"A situação está bem feia, mande as
tropas!". Essa ordem não foi dada por Vladimir Putin, Volodymyr Zelensky,
Recep Erdoğan, Viktor Orbán ou por Idi Amin Dada, Rafael Trujillo, Jean-Claude
Duvalier ou mesmo Augusto Pinochet - sanguinários ditadores que matavam por
lazer em seus países nos tempos da Guerra Fria. Na verdade, ela foi expedida
por Donald Trump, o 47º presidente eleito nos Estados Unidos da América. Viva a
democracia no “império da liberdade”, que se porta como uma república bananeira
sul-americana!
Estamos
na metade da terceira década do século XXI nos comportando como se vivêssemos
nos anos 1930, pois não há um dia em que não se questione se é melhor viver em
uma sociedade e um Estado democráticos ou em uma estrutura ditatorial.
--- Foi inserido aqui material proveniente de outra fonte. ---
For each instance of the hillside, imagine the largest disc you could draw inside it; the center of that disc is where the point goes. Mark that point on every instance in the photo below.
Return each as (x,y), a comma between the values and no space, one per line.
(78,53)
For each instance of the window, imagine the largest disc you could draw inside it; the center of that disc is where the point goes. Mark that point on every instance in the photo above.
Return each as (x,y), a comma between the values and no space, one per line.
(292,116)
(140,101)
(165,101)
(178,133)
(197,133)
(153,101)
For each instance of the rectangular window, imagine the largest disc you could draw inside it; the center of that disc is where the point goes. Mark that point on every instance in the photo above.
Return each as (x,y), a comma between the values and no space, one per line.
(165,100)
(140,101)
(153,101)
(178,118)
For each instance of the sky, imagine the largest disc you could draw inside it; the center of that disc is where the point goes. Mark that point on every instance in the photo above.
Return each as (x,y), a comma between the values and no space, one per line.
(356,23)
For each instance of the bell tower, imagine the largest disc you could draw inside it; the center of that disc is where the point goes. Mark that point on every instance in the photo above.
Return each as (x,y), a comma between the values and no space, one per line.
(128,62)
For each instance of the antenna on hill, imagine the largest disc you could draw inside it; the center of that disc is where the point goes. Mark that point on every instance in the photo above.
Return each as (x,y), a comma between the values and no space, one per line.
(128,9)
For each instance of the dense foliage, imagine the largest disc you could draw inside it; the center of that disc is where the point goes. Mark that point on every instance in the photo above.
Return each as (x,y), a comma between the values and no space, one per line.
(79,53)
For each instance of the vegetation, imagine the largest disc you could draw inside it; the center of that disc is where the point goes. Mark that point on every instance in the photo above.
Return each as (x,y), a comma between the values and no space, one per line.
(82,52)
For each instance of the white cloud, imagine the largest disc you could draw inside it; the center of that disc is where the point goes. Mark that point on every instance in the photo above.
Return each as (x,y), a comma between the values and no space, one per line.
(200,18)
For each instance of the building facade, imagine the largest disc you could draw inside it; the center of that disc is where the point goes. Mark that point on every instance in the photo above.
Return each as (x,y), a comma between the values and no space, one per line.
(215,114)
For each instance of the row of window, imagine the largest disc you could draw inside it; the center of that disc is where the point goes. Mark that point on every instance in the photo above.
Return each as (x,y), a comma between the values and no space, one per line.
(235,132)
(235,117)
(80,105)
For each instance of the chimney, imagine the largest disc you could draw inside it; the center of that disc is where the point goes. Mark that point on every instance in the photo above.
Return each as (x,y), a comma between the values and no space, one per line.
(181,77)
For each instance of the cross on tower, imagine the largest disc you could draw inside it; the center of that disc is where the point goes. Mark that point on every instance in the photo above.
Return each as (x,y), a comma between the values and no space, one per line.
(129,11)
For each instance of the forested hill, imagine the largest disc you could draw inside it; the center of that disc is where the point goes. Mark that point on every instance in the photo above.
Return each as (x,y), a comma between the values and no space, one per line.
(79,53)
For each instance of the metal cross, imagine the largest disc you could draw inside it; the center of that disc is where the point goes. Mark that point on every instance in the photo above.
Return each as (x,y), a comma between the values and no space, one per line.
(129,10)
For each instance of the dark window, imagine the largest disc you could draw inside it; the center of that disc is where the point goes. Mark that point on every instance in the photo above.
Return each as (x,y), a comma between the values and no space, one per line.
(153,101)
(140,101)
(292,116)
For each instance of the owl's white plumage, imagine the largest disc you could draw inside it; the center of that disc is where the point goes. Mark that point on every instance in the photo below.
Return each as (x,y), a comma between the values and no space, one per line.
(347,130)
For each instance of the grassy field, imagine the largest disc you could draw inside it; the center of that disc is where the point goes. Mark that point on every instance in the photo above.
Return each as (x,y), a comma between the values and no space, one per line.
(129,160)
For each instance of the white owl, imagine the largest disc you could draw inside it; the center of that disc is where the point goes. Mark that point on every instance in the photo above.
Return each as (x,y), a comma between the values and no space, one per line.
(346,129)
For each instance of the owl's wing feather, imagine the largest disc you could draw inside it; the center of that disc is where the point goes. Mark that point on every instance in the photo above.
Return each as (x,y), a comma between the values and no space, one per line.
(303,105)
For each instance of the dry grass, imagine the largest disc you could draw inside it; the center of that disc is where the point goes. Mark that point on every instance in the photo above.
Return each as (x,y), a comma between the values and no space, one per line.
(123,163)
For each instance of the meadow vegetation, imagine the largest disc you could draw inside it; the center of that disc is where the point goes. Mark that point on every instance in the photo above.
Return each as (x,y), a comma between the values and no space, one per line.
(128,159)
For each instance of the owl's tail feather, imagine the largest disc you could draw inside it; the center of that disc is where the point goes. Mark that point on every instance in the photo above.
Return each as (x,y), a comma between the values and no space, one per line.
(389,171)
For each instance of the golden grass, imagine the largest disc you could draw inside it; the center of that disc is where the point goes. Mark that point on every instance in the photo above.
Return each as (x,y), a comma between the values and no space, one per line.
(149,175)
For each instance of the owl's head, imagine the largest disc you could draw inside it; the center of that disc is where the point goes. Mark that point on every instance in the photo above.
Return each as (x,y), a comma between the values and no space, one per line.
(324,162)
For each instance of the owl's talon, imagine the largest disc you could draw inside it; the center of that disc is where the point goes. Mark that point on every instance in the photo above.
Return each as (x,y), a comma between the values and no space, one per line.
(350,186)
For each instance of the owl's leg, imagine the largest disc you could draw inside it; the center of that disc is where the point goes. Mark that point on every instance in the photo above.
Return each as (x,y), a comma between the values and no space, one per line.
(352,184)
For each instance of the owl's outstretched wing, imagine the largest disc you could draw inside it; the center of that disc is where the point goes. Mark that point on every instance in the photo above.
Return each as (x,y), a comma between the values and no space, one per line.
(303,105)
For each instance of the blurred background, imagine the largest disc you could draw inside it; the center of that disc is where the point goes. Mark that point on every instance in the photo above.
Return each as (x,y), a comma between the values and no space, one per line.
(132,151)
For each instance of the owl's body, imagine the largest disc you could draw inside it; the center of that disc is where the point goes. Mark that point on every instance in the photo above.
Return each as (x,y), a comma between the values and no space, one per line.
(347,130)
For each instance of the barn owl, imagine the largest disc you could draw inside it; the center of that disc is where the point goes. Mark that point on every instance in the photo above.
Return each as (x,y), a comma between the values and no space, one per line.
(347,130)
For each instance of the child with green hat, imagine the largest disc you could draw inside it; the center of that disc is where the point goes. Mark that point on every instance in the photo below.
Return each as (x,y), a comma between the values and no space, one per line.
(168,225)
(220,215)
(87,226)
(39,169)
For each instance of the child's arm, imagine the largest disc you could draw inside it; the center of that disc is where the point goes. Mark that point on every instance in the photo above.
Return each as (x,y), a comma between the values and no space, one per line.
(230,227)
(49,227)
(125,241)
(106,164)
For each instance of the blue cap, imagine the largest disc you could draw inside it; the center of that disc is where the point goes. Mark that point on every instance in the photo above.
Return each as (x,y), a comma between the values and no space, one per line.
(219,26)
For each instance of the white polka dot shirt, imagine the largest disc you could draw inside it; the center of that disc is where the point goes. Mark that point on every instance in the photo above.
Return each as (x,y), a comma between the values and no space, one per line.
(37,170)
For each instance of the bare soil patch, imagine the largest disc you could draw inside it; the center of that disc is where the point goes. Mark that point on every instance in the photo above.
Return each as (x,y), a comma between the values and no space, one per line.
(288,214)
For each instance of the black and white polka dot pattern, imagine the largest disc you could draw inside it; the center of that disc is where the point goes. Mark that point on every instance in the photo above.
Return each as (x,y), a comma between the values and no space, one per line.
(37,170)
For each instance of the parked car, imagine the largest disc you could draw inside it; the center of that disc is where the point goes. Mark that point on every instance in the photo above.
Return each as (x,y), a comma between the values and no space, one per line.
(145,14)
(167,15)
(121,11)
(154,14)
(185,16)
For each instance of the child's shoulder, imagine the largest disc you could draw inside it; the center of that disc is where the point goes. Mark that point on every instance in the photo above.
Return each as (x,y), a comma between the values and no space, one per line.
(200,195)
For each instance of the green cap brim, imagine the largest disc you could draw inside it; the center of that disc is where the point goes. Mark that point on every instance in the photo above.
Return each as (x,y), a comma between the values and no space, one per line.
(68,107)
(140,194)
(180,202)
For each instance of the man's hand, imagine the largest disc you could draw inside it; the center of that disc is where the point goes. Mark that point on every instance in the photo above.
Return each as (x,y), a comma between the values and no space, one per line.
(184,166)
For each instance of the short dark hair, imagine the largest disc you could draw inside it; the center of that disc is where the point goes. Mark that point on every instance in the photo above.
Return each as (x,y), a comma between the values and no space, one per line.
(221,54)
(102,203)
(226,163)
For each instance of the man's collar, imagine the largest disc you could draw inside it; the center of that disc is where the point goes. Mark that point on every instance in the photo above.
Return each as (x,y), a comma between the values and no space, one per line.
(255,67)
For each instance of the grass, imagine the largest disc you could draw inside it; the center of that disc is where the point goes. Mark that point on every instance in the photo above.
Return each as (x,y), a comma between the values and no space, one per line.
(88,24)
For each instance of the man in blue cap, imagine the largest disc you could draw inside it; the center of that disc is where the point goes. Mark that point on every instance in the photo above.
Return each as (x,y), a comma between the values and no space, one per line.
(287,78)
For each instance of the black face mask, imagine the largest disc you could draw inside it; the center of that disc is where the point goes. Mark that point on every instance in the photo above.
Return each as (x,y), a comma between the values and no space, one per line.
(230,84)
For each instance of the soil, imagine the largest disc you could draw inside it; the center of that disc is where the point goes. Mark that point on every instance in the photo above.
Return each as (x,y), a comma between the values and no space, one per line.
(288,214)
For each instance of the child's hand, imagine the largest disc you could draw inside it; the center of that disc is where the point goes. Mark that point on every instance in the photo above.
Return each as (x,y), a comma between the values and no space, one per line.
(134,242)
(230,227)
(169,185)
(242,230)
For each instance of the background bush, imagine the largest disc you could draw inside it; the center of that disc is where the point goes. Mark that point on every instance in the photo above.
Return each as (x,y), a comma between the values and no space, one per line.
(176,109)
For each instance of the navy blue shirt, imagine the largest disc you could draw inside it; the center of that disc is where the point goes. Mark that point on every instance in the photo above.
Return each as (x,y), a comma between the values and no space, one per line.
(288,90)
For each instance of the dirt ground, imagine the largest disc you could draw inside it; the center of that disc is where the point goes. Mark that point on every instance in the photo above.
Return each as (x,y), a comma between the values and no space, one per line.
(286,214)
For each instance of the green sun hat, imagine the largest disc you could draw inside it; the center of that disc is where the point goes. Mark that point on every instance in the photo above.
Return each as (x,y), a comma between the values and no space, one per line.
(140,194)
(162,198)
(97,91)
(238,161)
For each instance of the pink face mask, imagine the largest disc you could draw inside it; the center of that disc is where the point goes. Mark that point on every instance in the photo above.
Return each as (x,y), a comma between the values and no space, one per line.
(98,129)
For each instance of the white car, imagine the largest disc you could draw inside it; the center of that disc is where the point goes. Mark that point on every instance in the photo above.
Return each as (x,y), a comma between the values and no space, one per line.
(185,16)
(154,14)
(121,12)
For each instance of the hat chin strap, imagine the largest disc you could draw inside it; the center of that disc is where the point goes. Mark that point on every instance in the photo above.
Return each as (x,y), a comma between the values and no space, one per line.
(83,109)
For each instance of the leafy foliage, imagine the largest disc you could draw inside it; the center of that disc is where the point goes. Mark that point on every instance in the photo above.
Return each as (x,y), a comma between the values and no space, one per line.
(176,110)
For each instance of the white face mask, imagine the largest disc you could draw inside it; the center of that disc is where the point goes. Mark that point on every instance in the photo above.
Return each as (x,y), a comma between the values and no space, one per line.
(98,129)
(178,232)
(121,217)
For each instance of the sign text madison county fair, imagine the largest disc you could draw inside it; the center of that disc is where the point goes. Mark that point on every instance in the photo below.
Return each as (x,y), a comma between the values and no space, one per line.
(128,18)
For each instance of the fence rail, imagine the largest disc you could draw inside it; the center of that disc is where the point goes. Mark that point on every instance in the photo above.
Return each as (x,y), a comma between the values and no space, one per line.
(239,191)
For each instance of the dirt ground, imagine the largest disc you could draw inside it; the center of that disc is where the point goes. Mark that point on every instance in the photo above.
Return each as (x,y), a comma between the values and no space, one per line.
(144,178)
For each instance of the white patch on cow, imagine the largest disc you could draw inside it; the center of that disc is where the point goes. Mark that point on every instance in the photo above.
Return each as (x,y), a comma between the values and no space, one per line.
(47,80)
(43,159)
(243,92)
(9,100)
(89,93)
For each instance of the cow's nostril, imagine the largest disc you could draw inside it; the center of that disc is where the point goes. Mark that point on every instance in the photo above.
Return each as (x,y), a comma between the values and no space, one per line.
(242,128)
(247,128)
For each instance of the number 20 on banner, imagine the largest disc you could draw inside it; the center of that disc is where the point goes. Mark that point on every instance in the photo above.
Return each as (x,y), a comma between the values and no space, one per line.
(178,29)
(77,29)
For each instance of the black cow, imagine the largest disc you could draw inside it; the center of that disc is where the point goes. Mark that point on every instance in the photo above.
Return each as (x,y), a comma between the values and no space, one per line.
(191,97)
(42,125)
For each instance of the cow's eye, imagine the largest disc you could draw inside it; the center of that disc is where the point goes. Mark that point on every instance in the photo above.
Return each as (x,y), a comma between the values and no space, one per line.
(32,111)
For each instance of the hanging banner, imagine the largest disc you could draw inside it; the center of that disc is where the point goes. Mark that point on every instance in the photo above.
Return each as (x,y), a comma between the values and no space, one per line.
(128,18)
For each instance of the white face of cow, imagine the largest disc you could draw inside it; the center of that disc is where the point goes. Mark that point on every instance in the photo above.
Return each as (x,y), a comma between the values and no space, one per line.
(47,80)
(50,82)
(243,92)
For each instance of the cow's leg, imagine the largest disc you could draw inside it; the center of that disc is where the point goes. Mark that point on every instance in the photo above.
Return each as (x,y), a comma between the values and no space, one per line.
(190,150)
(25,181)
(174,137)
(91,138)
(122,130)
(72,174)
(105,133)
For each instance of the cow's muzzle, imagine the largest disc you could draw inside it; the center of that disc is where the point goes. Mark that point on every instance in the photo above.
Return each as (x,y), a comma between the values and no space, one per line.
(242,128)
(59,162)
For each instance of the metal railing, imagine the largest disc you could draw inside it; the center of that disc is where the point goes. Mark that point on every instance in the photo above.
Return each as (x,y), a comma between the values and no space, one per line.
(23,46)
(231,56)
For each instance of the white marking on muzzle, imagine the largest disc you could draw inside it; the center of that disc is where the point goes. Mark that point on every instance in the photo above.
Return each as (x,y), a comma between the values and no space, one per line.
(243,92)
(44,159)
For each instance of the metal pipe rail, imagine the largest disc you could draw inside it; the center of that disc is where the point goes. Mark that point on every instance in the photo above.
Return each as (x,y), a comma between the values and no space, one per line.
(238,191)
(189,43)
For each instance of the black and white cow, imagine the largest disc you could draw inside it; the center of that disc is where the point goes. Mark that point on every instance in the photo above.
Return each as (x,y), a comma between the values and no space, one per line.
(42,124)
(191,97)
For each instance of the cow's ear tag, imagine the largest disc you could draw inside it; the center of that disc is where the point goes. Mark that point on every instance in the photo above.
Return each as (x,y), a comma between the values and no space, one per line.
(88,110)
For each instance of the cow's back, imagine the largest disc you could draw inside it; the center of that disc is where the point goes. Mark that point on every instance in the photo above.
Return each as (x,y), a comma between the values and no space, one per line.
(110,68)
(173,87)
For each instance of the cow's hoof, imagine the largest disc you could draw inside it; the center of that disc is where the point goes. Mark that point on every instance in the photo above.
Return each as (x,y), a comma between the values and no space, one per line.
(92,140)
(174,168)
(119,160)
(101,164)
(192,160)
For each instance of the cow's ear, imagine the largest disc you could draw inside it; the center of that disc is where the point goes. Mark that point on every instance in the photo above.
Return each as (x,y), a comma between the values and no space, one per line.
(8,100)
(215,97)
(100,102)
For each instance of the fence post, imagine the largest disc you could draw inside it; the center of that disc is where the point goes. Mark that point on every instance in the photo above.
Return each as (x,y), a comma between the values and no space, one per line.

O caso
grotesco, burlesco, dos EUA que implodiram, com bombas do fascismo
supremacista, o sistema que já foi tido como modelo para o mundo ocidental é
algo lancinante.
Levitsky
e Ziblatt (2018) mostram como as democracias mais sólidas e tradicionais vão
legalmente se enfraquecendo, “por dentro”, até perecerem. Fazem-nos pensar
sobre porque as democracias se deixam dominar pelo fascismo e de como a crise
política e econômica dos EUA propiciaram a ascensão de Trump. A questão é
recorrente, ainda que deva ser enfrentada: por que se renuncia à democracia
para se viver sob o tacão de ditaduras? Porque brasileiros, argentinos,
estadunidenses, turcos, húngaros, austríacos, poloneses, russos, ucranianos,
etc, aceitam que o fascismo ascenda pela via eleitoral?
Em
“O 18 Brumário de Luís Bonaparte”, Marx analisa como a burguesia francesa
aceitou perder a liberdade política, pela via de um golpe de Estado, para não
perder sua propriedade ante um processo revolucionário. Ler o “18 Brumário” é
iminente e impreterível para entendermos as limitações e contradições da
democracia liberal, sendo a principal delas o que chamo de a mãe de todos os
paradoxos – quando se usa procedimentos democráticos para pedir o fim da
democracia. Marx analisa as sociedade forjadas pelas revoluções burguesas do
século XVIII:
(elas)
precipitam-se rapidamente de sucesso em sucesso, um efeito dramático é
suplantado pelo próximo, pessoas e coisas parecem refulgir como brilhantes,
respira-se diariamente o êxtase; porém elas têm vida curta, logo atingem o seu
ponto alto e uma longa ressaca toma conta da sociedade antes que, novamente
sóbria, aprenda a apropriar-se dos resultados do seu período impetuoso e
combativo (Marx, 2012, p. 62).
Aqui,
Marx trata da democracia que não passa de uma efemeridade em países
capitalistas baseados na exploração do capital sobre o trabalho. Ele quer mesmo
nos fazer ver que liberdade e igualdade são nada em um sistema que só pode
funcionar se esta não existir e aquela for tão somente um direito da classe que
detém os meios de produção. James Davidson demonstra essa questão na prática,
quando discute o dilema da escravidão e da liberdade ocuparem o mesmo espaço,
algo que atormenta o povo estadunidense desde o início do século XIX.
Quando
os Estados Unidos tomaram 1,2 milhão de quilômetros quadrados de terras do
México, o território recém adquirido forçou os norte-americanos a lidar com a
questão [de se] escravidão e a liberdade podiam existir lado a lado? Durante
anos a maioria dos norte-americanos brancos disse que sim. Eles tocavam seus
negócios, conviviam com a escravidão de um jeito ou de outro e toleravam
opiniões divergentes (Davidson, 2016, p. 142)
Os
estadunidenses são dilemáticos, paradoxais, pois dizem venerar a liberdade, mas
a contrariam desde quando forjaram um sistema republicano (democrático e
federalista) no final do século XVIII. Para isso, basta ver que em nome da
liberdade promoveram guerras, invasões, golpes de estado, ditaduras e
intervenções de toda sorte em todo e qualquer país que lutasse por ....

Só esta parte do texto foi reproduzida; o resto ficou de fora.